Today he's proposing a gross receipts tax on city businesses AND a 0.5 percent sales tax increase to be dedicated to emergency health and human services, and public protection. Plus David Chiu, his buddy since childhood, will be proposing a reduction in the payroll tax for small businesses whose payroll expenses are between $300,000 to $400,000.

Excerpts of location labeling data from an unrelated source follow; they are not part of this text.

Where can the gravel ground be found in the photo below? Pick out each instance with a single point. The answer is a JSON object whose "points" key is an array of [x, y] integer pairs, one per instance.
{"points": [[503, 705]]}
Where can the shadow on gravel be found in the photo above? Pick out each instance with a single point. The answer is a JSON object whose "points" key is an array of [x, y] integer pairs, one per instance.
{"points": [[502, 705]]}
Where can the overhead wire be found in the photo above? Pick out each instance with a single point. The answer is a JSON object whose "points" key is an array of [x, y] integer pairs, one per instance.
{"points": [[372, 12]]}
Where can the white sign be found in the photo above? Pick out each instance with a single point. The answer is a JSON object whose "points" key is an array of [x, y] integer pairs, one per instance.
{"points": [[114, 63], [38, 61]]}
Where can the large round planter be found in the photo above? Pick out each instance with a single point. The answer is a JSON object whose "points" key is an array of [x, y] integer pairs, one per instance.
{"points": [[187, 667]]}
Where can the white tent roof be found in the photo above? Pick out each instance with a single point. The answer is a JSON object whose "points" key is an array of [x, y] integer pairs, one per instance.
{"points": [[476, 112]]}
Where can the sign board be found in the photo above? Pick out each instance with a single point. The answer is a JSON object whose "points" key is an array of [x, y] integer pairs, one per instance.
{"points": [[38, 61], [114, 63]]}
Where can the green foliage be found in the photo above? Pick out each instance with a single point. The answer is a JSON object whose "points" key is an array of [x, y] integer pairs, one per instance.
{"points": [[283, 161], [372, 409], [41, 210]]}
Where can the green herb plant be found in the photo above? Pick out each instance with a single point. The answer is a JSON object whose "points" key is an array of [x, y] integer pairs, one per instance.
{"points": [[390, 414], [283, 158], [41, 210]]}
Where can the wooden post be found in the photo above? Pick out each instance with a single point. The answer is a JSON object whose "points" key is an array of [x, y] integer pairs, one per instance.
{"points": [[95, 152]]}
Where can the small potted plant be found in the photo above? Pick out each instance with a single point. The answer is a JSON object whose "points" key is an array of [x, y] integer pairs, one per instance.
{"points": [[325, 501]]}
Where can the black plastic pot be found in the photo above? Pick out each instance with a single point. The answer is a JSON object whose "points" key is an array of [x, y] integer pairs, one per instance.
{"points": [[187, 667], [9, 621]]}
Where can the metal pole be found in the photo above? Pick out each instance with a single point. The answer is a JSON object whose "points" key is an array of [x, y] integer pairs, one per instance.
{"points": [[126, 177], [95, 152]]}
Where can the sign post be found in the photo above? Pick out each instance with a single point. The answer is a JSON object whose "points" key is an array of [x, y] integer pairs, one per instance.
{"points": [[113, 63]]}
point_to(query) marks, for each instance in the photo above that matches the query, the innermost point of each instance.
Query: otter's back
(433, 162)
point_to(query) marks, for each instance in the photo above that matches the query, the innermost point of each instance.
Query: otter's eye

"Ah, jeez," Avalos thinks, "remember back when Chiu, Campos, Mar and I all found that kid's body on the MUNI tracks? And we were so scared of the Cobras because of their reckless fiscal policy? Well I'm not scared of anything now: I'll hold budget hearings and get updated figures until every department drops dead from exhaustion: Today I am a man!"
Thursday, Feb. 12,
9 a.m. - Rules Committee
This meeting looks suspiciously similar to last week's meeting: A whole bunch of commission appointments that I don't care about, followed by a bill on the First Source Hiring Program.
I know ... I know ... I should care about commission appointments. But, strangely, I've discovered that if I ignore SF commissions, nothing bad ever happens - while if I pay attention to SF commissions, they just yell at me for not caring enough about animals/fossil fuels/immigrant rights/global warming/child care/the arts/ and/or racism.
So I tend to ignore them.
I do know that, in principle, some of these commissions apply vital civilian oversight to government agencies. But, in practice, that never seems to work out. A bunch of politically appointed citizen hacks are rarely a good substitution for government competence.
1 p.m. - Government Audit & Oversight Committee
Speaking of government competence, this committee will be having a hearing "on the recently published 2007-2008 Civil Grand Jury Report regarding The Homeless Have Homes, But They Are Still On The Street."
Recently Published? As in ... recently? Because that report came out in July. And the Supes were examining it in August. If we had a response to it, shouldn't we have made it then? Has the delay improved anything, for anybody?
Well, that's the way life goes, isn't it? SFYou never really have a Board of Supervisors like the Board of Supervisors you had back in July. Jesus, who does?